The ‘Climate vulnerability and risk assessment for the agriculture, fisheries and forestry sectors in Liberia’ study, was done under a two-year project to advance the National Adaptation Plans (NAP) process for medium term investment planning in climate-sensitive sectors and coastal areas in Liberia.
The study was funded by the Green Climate Fund (GCF) and implemented by the United Nations Development Program (UNDP) and the Environmental Protection Agency of Liberia (EPA).
It updated relevant climate vulnerability and risk assessment in agriculture, fisheries and forestry sectors, is intended to help Liberia respond to risks posed by climate change.
The study outcome will enable decisions makers and the most vulnerable population adequate tools/information to integrate climate change in to their planning strategies.
It will also placed them in a suitable position to make better short and long term adaptation programs, policies and strategies for Liberia.
The project also seek to enabling Liberia to develop the knowledge base and capacity required to reduce vulnerability to climate change and to facilitate the integration of climate change adaptation into national development planning processes.
Speaking at the start of the two-day National Validation Workshop in Buchanan, EPA Deputy Executive Director, Randall M. Dobayou welcome participants and asked them to properly scrutinize the document.
He disclosed that Liberia is highly vulnerable to climate change due to limited infrastructure and services and noted “our country is extremely poor”.
Hon. Dobayou said the National Adaptation Plans (NAC) project was initiated to develop programs that would target climate change impact in Liberia.
Speaking further, he made reference to marine transgressions in New Kru Town and other places across the country and said the government made some intervention in Buchanan, which was hit by erosion.
The EPA Deputy Executive Director cautioned against the illegal and uncontrollable harvesting of mangrove swamp in Monrovia and its environs for the purposes of drying fish and for settlement purposes.
According to him, a group of women in Philippines are cultivating mangrove along the coast to avoid flooding and other climate change impact.
“Why are we destroying mangroves when people in Kenya are using it to make money through carbon credit sale?” Dobayou inquired.

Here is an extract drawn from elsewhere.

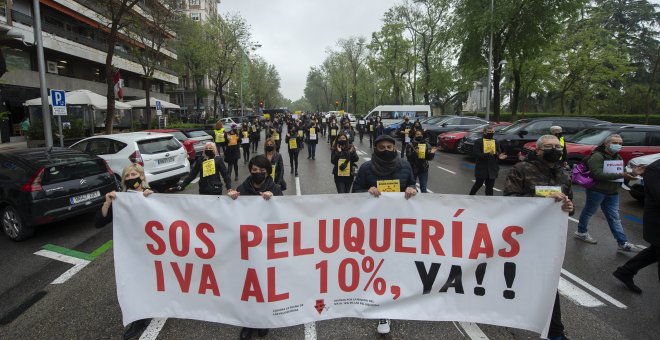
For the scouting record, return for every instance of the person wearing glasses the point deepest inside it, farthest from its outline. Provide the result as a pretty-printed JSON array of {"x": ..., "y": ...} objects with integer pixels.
[{"x": 606, "y": 168}]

Also speaking at the start of the validation workshop, Liberia Forestry Development Authority FDA Deputy Managing Director, Joseph Tally said he was happy to represent the FDA at the validation of the report and said assured that the document would be carefully analyzed because Liberia is challenged by climate change.
He said the impact of climate change is already visible in and around us and noted we can see the changes in the level f rainfall, the coastal erosion near coastal cities, flooding in cities and drought in some parts of Liberia.
“These are symptoms of climate change. As the forest cover is impacted through human actions and natural causes, rivers, creeks, tree and animal species are disappearing from the phase of the planet. Dry season and the rain season are now irregularly occurring nowadays in Liberia,” Deputy Managing Director Tally said.